Normalement le véhicule qui transporte la drogue ne contient qu’une seule personne. En cas d’arrestation, il n’y a qu’un seul membre de la bande qui tombe. La voiture « ouvreuse », celle qui passe devant afin de vérifier si la route est libre, n’a pas dû remarquer le barrage du Perthus. Où alors, le conducteur de la voiture chargée à bloc était trop proche et n’a pas pu être prévenue à temps par le conducteur de la voiture ouvreuse, qui reste toujours en contact téléphonique. Ce sont les gendarmes de la section de recherche de Versailles qui ont réussit ce coup de filet. La bande devait être sous-surveillance ce qui explique la présence de gendarmes versaillais sur les lieux. Les trois prévenus, après avoir passé 72 heures en garde à vue, seront acheminés vers Versailles pour y être jugés. Depuis le début de l’année plus d’une dizaine de « go-fast », transportant chaque fois plusieurs centaines de kilos de cannabis, ont été interceptés en France. Venant d’Espagne ou de pays nordiques.
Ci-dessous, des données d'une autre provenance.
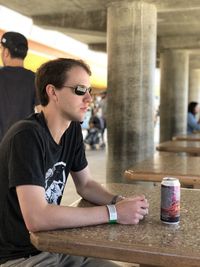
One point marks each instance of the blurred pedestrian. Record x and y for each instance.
(17, 89)
(193, 124)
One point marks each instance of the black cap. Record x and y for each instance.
(15, 42)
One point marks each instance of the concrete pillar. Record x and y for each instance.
(194, 85)
(131, 44)
(174, 66)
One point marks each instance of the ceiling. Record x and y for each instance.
(178, 21)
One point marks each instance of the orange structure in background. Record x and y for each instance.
(39, 53)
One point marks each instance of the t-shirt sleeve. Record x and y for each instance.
(25, 160)
(80, 161)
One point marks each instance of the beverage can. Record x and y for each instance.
(170, 200)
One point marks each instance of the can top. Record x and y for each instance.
(170, 181)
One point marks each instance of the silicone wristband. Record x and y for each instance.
(112, 214)
(115, 198)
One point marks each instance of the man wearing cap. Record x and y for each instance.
(17, 87)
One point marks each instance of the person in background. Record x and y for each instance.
(193, 124)
(17, 89)
(37, 154)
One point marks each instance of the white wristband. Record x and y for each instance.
(112, 214)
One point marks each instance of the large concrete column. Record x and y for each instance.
(131, 44)
(174, 66)
(194, 85)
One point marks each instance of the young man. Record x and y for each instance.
(17, 89)
(36, 156)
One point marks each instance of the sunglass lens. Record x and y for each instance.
(80, 90)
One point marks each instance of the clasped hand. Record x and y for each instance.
(131, 210)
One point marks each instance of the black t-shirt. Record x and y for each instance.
(30, 156)
(18, 96)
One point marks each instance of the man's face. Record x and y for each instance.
(72, 107)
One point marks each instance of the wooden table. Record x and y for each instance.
(190, 147)
(188, 137)
(160, 165)
(150, 242)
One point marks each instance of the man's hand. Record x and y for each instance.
(132, 210)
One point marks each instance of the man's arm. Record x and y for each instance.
(90, 189)
(39, 215)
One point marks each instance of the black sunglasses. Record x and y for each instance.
(80, 89)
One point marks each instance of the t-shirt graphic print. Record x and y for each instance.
(55, 180)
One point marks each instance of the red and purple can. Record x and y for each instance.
(170, 200)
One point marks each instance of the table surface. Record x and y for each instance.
(163, 164)
(180, 146)
(149, 242)
(187, 137)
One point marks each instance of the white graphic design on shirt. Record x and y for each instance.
(55, 180)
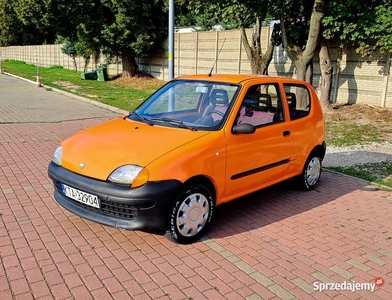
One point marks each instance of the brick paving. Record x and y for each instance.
(275, 244)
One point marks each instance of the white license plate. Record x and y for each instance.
(80, 196)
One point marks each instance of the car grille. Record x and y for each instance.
(108, 208)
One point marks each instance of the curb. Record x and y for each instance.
(106, 106)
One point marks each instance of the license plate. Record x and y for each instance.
(80, 196)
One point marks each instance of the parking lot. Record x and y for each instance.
(281, 243)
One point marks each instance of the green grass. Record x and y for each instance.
(119, 95)
(344, 134)
(379, 173)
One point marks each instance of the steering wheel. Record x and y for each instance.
(216, 112)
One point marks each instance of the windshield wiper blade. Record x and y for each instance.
(178, 123)
(141, 118)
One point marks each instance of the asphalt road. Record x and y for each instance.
(279, 243)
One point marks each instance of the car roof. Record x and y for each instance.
(237, 78)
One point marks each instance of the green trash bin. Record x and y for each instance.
(92, 75)
(102, 72)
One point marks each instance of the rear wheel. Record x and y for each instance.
(191, 213)
(311, 173)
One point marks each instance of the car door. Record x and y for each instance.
(263, 157)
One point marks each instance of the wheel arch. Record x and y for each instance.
(319, 150)
(204, 180)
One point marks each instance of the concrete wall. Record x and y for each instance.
(356, 79)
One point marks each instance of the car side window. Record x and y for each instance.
(298, 100)
(261, 106)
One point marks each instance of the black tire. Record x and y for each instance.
(190, 215)
(311, 172)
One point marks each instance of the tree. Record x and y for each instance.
(241, 14)
(368, 23)
(133, 29)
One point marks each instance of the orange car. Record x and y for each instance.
(197, 142)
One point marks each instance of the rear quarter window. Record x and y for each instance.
(298, 100)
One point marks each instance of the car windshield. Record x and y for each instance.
(188, 104)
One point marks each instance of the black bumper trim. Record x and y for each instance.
(147, 206)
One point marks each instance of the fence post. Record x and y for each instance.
(196, 51)
(386, 81)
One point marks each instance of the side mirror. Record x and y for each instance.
(244, 128)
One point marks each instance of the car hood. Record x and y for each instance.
(98, 151)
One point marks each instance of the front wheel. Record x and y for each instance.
(191, 213)
(311, 172)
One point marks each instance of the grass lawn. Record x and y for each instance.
(121, 93)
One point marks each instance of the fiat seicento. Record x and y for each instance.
(197, 142)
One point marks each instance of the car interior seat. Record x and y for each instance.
(219, 102)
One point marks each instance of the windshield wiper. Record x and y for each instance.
(141, 118)
(178, 123)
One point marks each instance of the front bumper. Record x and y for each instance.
(144, 207)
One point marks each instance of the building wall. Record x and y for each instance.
(356, 79)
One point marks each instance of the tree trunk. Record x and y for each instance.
(129, 66)
(326, 76)
(258, 62)
(303, 58)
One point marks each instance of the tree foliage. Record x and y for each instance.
(133, 28)
(368, 23)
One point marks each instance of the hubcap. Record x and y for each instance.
(313, 171)
(192, 214)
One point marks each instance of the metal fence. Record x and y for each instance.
(356, 79)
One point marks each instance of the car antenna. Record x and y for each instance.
(213, 66)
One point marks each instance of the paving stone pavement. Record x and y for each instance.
(279, 243)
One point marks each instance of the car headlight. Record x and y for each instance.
(129, 175)
(58, 155)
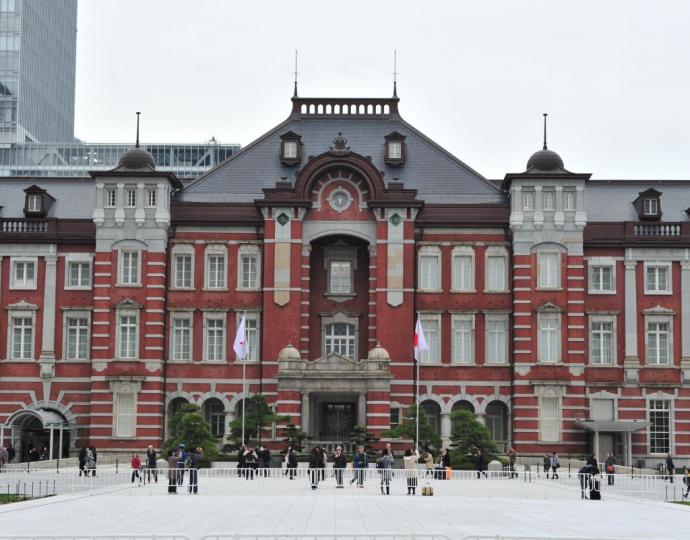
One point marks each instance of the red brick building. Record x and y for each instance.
(557, 308)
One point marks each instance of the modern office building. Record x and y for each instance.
(38, 47)
(556, 307)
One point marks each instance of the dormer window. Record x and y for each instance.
(290, 148)
(395, 151)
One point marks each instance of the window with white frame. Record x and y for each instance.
(181, 337)
(657, 278)
(249, 269)
(658, 341)
(214, 338)
(659, 414)
(602, 345)
(76, 340)
(549, 334)
(24, 272)
(549, 418)
(463, 269)
(216, 271)
(130, 267)
(125, 411)
(78, 275)
(128, 334)
(431, 326)
(496, 339)
(430, 268)
(22, 337)
(549, 266)
(463, 338)
(496, 279)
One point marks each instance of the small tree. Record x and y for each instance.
(189, 427)
(407, 429)
(257, 416)
(294, 437)
(468, 435)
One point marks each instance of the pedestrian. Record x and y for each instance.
(316, 465)
(194, 458)
(360, 463)
(547, 464)
(384, 465)
(410, 461)
(136, 467)
(339, 465)
(172, 472)
(670, 467)
(151, 465)
(610, 468)
(555, 465)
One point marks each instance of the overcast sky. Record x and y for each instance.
(614, 76)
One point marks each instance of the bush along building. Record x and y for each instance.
(556, 308)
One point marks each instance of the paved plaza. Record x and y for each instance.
(459, 508)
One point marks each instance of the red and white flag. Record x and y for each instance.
(420, 343)
(240, 345)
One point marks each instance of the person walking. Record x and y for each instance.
(670, 467)
(610, 468)
(339, 465)
(410, 461)
(360, 464)
(316, 465)
(385, 465)
(555, 465)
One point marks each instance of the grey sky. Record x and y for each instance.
(475, 76)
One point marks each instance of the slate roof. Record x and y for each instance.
(437, 175)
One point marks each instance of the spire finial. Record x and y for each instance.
(137, 143)
(395, 73)
(295, 93)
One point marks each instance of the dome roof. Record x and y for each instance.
(289, 353)
(378, 353)
(137, 158)
(545, 160)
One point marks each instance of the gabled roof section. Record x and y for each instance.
(437, 175)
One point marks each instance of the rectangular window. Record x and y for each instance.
(125, 415)
(463, 272)
(657, 278)
(660, 426)
(129, 267)
(215, 271)
(215, 340)
(549, 419)
(151, 197)
(495, 273)
(496, 340)
(549, 266)
(429, 266)
(183, 271)
(249, 269)
(658, 343)
(432, 333)
(549, 338)
(77, 342)
(22, 338)
(79, 275)
(601, 342)
(128, 337)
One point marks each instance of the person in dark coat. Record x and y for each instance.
(339, 465)
(316, 465)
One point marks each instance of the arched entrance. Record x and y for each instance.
(39, 433)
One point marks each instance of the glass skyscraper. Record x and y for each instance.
(38, 47)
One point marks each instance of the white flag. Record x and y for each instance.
(420, 343)
(240, 345)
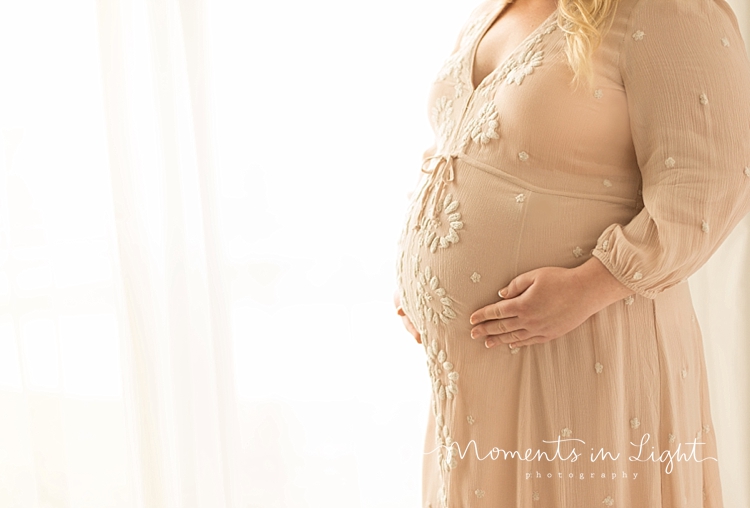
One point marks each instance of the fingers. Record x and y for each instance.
(496, 327)
(504, 340)
(499, 310)
(514, 337)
Ce sont ainsi, 18 tonnes de cannabis qui ont pu être soustraites du marché. Combien ont réussi à passer ? Le terme, Go-Fast, est un anglicisme qui vient d’une technique appliquée par des embarcations très puissantes et rapides appelées go-fast boats aux Etats-Unis. Des bateaux souvent équipées de plusieurs moteurs, pour acheminer vite et discrètement la cocaïne d’Amérique du Sud vers les États-Unis. La technique s’est aujourd’hui développée en Europe, pour acheminer très vite et par autoroute, la résine de cannabis en provenance d’Afrique du Nord ou des pays nordiques, mais aussi des cigarettes de contrebande, voire du trafic d’êtres humains.